L'industrie du gazon rétorque que les terrains en gazon entraînent l'utilisation d'engrais et de pesticides coûteux, qui deviennent également une pollution par ruissellement. C'est une préoccupation raisonnable, mais elle peut être résolue par une gestion responsable des nuisibles et des amendements du sol. La mise en œuvre continue des exigences de collecte des déchets alimentaires et verts à l'échelle de l'État produira beaucoup plus de compost pour entretenir de manière rentable les surfaces de jeu naturelles.
Il est étonnant de constater que le gazon synthétique n'économise pas d'eau par rapport au gazon synthétique. Les supports marketing de l'industrie affirment qu'un terrain synthétique peut économiser des millions de litres d'eau par an et que les propriétaires qui utilisent ce produit pour remplacer une pelouse conventionnelle peuvent réduire leur consommation d'eau de plus de la moitié.

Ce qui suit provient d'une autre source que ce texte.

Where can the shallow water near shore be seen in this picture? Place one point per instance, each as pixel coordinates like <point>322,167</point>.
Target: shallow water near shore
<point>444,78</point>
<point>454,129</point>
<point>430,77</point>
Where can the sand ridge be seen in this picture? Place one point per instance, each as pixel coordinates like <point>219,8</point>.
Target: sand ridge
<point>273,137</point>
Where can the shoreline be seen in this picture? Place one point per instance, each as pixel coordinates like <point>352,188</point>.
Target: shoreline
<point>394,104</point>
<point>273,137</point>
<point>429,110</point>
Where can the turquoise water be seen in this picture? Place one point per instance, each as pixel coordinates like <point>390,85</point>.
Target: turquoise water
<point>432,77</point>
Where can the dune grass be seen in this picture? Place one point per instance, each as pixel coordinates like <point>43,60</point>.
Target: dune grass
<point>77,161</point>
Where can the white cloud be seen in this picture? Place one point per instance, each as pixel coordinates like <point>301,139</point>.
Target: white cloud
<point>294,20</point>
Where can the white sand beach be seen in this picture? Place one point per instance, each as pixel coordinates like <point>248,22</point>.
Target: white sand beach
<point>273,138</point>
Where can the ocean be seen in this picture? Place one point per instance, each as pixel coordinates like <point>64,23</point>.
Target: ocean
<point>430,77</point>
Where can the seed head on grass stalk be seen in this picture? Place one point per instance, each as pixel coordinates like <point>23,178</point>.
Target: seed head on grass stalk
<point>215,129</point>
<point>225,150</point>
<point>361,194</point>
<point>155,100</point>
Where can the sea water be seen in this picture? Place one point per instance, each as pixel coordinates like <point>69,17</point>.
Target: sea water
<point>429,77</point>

Mais le gazon synthétique doit être régulièrement nettoyé à l'eau et, dans les climats chauds comme celui de Los Angeles, les terrains artificiels deviennent si chauds que les écoles doivent les arroser avant que les enfants n'y jouent.
Les promesses de réduction de la consommation d’eau de l’industrie comparent généralement le gazon artificiel aux graminées les plus gourmandes en eau. Mais il existe des variétés de gazon naturel bien plus résistantes à la sécheresse. Les pelouses résidentielles sont en effet une utilisation extrêmement gaspilleuse d’eau, mais les plantes indigènes sont une bien meilleure solution que le gazon artificiel – et en prime, vous avez des papillons.

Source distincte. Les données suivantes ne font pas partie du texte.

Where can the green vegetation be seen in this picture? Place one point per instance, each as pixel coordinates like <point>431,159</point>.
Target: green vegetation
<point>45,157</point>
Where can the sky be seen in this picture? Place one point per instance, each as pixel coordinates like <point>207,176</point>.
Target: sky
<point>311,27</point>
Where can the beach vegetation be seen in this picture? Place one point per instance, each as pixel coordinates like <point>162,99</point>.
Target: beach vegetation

Même si le gazon synthétique n’est jamais arrosé pour le nettoyage ou le refroidissement, il contribue aux pertes d’eau douce que les surfaces naturelles capteraient. Los Angeles en particulier a besoin de plantes et de surfaces naturelles qui absorbent autant que possible notre précieuse pluie pour recharger nos nappes phréatiques et atténuer les inondations. Les bâches en plastique imperméables ne peuvent pas fournir ce service.

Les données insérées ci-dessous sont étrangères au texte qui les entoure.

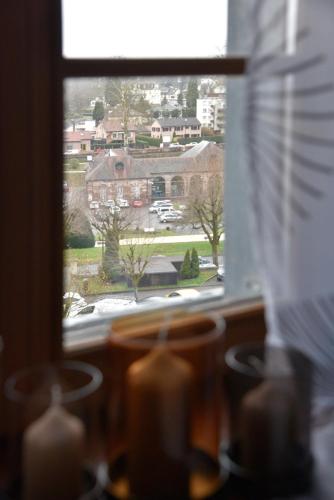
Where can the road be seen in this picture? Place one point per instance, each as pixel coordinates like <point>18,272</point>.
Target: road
<point>144,294</point>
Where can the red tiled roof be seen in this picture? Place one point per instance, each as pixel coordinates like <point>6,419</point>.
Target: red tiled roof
<point>77,136</point>
<point>115,125</point>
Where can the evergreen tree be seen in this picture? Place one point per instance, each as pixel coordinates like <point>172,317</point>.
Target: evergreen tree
<point>191,97</point>
<point>78,233</point>
<point>98,112</point>
<point>110,261</point>
<point>194,264</point>
<point>180,99</point>
<point>186,266</point>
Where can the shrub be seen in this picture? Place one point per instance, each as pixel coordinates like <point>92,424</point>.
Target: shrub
<point>186,272</point>
<point>148,140</point>
<point>194,264</point>
<point>80,240</point>
<point>80,234</point>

Le conseil municipal de Los Angeles demande aux services municipaux de rendre compte des conséquences de l'utilisation du gazon synthétique, ce qui constitue un premier pas dans la bonne direction. De 2015 à l'année dernière, la loi californienne considérait le gazon synthétique comme une forme d'aménagement paysager résistant à la sécheresse que les villes et les comtés ne pouvaient pas interdire. Grâce à un changement de loi qui a eu lieu en , Los Angeles a l'occasion de créer un précédent en interdisant de nouvelles installations de ce matériau destructeur.
Toute évaluation honnête des conséquences financières, environnementales et sanitaires du gazon artificiel devrait inciter les gouvernements à l’abandonner progressivement. Nous devons abandonner l’idée désuète selon laquelle nous pouvons fabriquer une meilleure version de la nature.
Charles Miller est le président de la section de Los Angeles du Climate Reality Project et de son comité sur la biodiversité.